A function $$f$$ is a pair if for any $$x$$ in the domain we have: $$f(x)=f(-x)$$$Note that even functions are symmetrical with regard to the vertical axis. Let's consider now the function $$f(x)=x^3$$: We know that any number $$x$$ and its inverse $$-x$$ have inverse images. In this case we say that the function $$f$$ is odd.
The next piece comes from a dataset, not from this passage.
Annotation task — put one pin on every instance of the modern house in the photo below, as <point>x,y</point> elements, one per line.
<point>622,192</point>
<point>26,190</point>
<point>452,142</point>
A function $$f$$ is odd if for any $$x$$ in the domain we have:$$f(x)=-f(-x)$$$

Given following functions, decide which of them are even or odd: $$\displaystyle f(x)=\frac{1}{x} \mbox{ and } g(x)=x^2-2$$$Let's verify if the functions are even: $$f(x)=f(-1) \Longleftrightarrow \displaystyle \frac{1}{x}=\frac{1}{-x} \Longleftrightarrow 1= -1 !! \\ g(x)=g(-x) \Longleftrightarrow x^2-2=(-x)^2-2=x^2-2 \mbox{ OK }$$$

Let's verify if the function $$f$$ is odd ($$g$$ will not be odd since it is an even function): $$\displaystyle f(x)=-f(-x) \Longleftrightarrow \frac{1}{x}=-\frac{1}{-x}=\frac{1}{x} \mbox{ OK }$$\$

Therefore the function $$f$$ is odd, and the function $$g$$ is a pair.